Bolsonaro arrived in Beijing on Thursday facing a looming question of whether Brazil should allow Huawei Technologies Co. to build its 5G network. The decision risks upsetting the delicate balancing act Bolsonaro has so far managed between China and the U.S., its first- and second-biggest trading partners.
Xi is expected to pay a reciprocal visit to Brazil next month while in South America for Asia-Pacific Economic Cooperation forum meetings in Chile. China’s vast appetite for commodities helped drive up total trade between the two countries to $113 billion in 2018 and the South American nation is its eighth-biggest trading partner.
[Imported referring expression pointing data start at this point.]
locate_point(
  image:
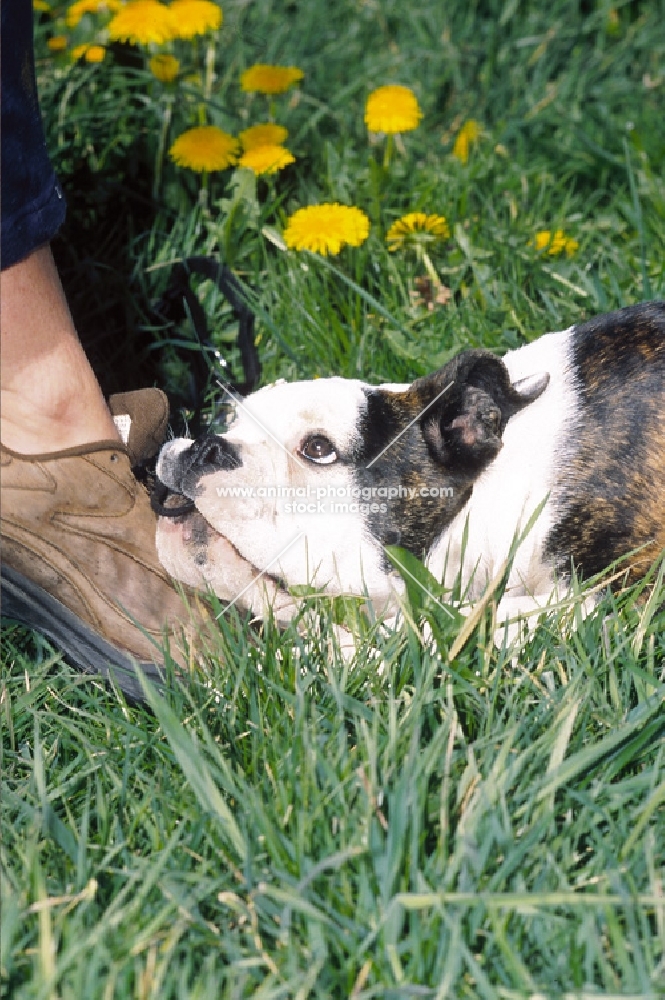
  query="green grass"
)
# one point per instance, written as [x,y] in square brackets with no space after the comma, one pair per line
[286,824]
China will probably grant more approvals in the coming weeks for Brazilian meat plants to export to the Asian nation, Brazilian Agriculture Minister Tereza Cristina said in a video posted on her Twitter account Thursday. China last month granted permission to 25 additional Brazilian beef, pork and poultry plants to ship to the Asian country, raising the number of approved facilities to 89.
While the Brazilian president was accompanied by his foreign and agriculture ministers for this week’s state visit, members of his economic team are set to come at a later date. “The absence of senior economic advisers suggest there won’t be any major announcements besides a possible increase in commodity deals,” said Hussein Kalout, a Harvard University political scientist and one of Brazil’s leading scholars on international relations.
Around 40% of Brazilian exports, mostly commodities, head to China. Chinese companies also invest heavily in Brazil, which is seeking foreign investors to participate in its privatization program to accelerate its sluggish economic growth.
Bolsonaro has long been a fan of U.S. President Donald Trump and he expressed skepticism over Beijing’s investment prior to his election victory last year, saying the Chinese were allowed to “buy in Brazil, but not buy Brazil.” Bolsonaro, however, has since toned down some of his criticism and adopted a pragmatic approach.
In May, he sent Vice President Hamilton Mourao to smooth over any awkwardness with Beijing. While there, Mourao met with Huawei’s billionaire founder Ren Zhengfei and said that Brazil had no intention of restricting the firm’s activities in the country. The company has been active in Brazil for over 20 years.
Huawei’s bid to build Brazil’s 5G network is widely expected to be discussed, although Bolsonaro told journalists in Japan on Tuesday that the issue wasn’t on his radar. Foreign Minister Ernesto Araujo recently said Brazil would choose its 5G partner soon.
After China, Bolsonaro is also set to visit the United Arab Emirates, Qatar and Saudi Arabia, where he’ll seek further investments from local sovereign funds in renewable energy, defense and infrastructure. Brazil also seeks to calm Arab countries’ anxieties over its unabashed support of Israeli Prime Minister Benjamin Netanyahu.